Hot off her Coachella performance and A Matter of Time: The Final Hour deluxe edition release, Laufey, the Chinese-Icelandic genre-defying Grammy award winner, has revealed the music video for “Madwoman.” Framed through a dreamy 1960s bossa nova-inspired aesthetic, the video feels like more than just a visual flex. It is a deliberate gathering of Wasian talent across music, film, television, and sports, turning a buzzy release into a larger statement about visibility.
Directed by Warren Fu, “Madwoman” unfolds like a mod-era pool party fantasy, where bold colors, patterned fashion, and sun-soaked glamour set the stage for a distinctly stylish celebration of Wasian cool. The deliberate gathering of Wasian talent, meaning people of mixed white and Asian heritage, across music, film, television, and sports, turning a buzzy release into a larger statement about visibility.
That sensibility runs through a cast packed with mixed Asian talent across multiple corners of pop culture. Laufey anchors the video as its madwoman at the center, while Korean Canadian actor Hudson Williams plays the lychee martini-sipping heartthrob stirring up trouble by the pool. Chinese and Irish American actress Havana Rose Liu and Chinese American actress Chase Sui Wonders appear as part of the video’s magazine-cover fantasy, while Olympic gold medalist Alysa Liu, Chinese and Swedish American actress Lola Tung, and Singaporean and Chinese American KATSEYE member Megan Skiendiel help turn the ensemble into something bigger than stunt casting.
The details are what make the video feel especially intentional. “Madwoman” does not just gather Wasian stars on screen. It builds a whole visual language around them through poolside mahjong, stylized red snapper, roasted duck (or at least that’s what I saw in the video), egg tarts and steamed baskets, glossy tabloid spreads, and a retro palette that turns every frame into its own statement. In doing so, the video presents Wasian visibility as something glamorous, playful, and fully centered.
What stands out in these shots is the shift from the bright mod poolside aesthetic into something more intimate and melancholic. The warm amber lighting, reflective surfaces, close framing, and emphasis on longing between two people all echo the emotional language that people often associate with Wong Kar-wai, especially In the Mood for Love. The satin, qipao-adjacent styling on Laufey also adds to that feeling, giving the scene a more specifically East Asian visual texture than the pool party sequences.
What makes “Madwoman” land is that its Wasian framing never feels accidental or reduced to a wink. The casting, props, and styling all work together to create a world where mixed Asian identity is not treated as novelty, but as the aesthetic center of gravity.

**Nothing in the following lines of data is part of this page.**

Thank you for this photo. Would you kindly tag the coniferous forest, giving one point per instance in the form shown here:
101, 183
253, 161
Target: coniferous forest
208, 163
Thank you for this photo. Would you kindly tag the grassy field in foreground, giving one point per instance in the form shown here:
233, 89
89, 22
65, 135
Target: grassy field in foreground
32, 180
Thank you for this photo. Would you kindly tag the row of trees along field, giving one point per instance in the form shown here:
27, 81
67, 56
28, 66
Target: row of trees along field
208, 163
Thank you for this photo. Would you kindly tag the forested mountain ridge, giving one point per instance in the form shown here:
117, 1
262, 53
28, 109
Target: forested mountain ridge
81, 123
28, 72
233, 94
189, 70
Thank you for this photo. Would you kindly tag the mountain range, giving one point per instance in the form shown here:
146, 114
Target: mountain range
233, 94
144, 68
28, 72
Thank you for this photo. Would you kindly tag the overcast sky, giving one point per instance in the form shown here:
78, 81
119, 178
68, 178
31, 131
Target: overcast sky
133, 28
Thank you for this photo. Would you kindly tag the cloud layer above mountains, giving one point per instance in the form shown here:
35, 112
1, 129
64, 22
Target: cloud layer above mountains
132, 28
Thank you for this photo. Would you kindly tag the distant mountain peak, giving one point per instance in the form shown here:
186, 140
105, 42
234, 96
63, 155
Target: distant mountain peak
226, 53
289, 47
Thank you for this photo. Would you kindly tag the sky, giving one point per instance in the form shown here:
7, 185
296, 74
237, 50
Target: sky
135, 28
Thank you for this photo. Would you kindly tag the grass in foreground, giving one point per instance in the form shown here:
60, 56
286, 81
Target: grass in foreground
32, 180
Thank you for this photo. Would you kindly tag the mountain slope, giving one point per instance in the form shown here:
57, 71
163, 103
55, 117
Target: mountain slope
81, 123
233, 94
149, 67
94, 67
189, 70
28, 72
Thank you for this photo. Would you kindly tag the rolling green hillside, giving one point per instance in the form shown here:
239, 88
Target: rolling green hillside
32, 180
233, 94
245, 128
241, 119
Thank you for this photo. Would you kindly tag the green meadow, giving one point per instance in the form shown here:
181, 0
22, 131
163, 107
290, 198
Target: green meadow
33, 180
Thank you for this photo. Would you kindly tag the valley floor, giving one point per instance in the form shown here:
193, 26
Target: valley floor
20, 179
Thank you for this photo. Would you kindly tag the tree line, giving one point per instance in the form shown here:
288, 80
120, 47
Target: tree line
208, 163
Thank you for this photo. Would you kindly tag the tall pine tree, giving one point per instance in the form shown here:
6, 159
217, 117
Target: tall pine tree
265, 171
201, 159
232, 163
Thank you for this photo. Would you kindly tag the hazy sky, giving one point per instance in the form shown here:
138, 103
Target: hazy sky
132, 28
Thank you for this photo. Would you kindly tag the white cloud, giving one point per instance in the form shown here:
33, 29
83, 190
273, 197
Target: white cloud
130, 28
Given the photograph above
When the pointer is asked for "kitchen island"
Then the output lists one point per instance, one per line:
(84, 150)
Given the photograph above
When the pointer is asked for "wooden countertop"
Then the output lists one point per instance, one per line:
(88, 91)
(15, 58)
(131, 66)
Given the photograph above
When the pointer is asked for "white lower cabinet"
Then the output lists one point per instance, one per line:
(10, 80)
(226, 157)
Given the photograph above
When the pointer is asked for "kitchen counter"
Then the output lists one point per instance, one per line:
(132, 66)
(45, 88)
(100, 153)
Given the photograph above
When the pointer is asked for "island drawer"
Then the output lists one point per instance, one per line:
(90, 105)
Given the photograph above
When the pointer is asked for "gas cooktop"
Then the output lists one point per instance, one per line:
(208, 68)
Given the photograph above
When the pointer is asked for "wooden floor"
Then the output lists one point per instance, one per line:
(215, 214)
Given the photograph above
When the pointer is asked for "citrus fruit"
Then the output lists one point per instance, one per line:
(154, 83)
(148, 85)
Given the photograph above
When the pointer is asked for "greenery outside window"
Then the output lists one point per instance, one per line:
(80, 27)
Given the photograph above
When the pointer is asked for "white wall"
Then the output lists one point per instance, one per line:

From actors like Charles Melton and Maya Erskine to musicians like Mitski and Olivia Rodrigo, just to name a few, Wasian artists have been steadily shaping pop culture across multiple spaces. ‘Madwoman’ simply brings that presence into one carefully curated frame. In that sense, the video feels less like stunt casting than a stylish snapshot of a community increasingly taking up space across pop culture on its own terms.
In any case, “Madwoman” certainly has a shot at becoming part of this summer’s playlist rotation, especially for poolside vibes.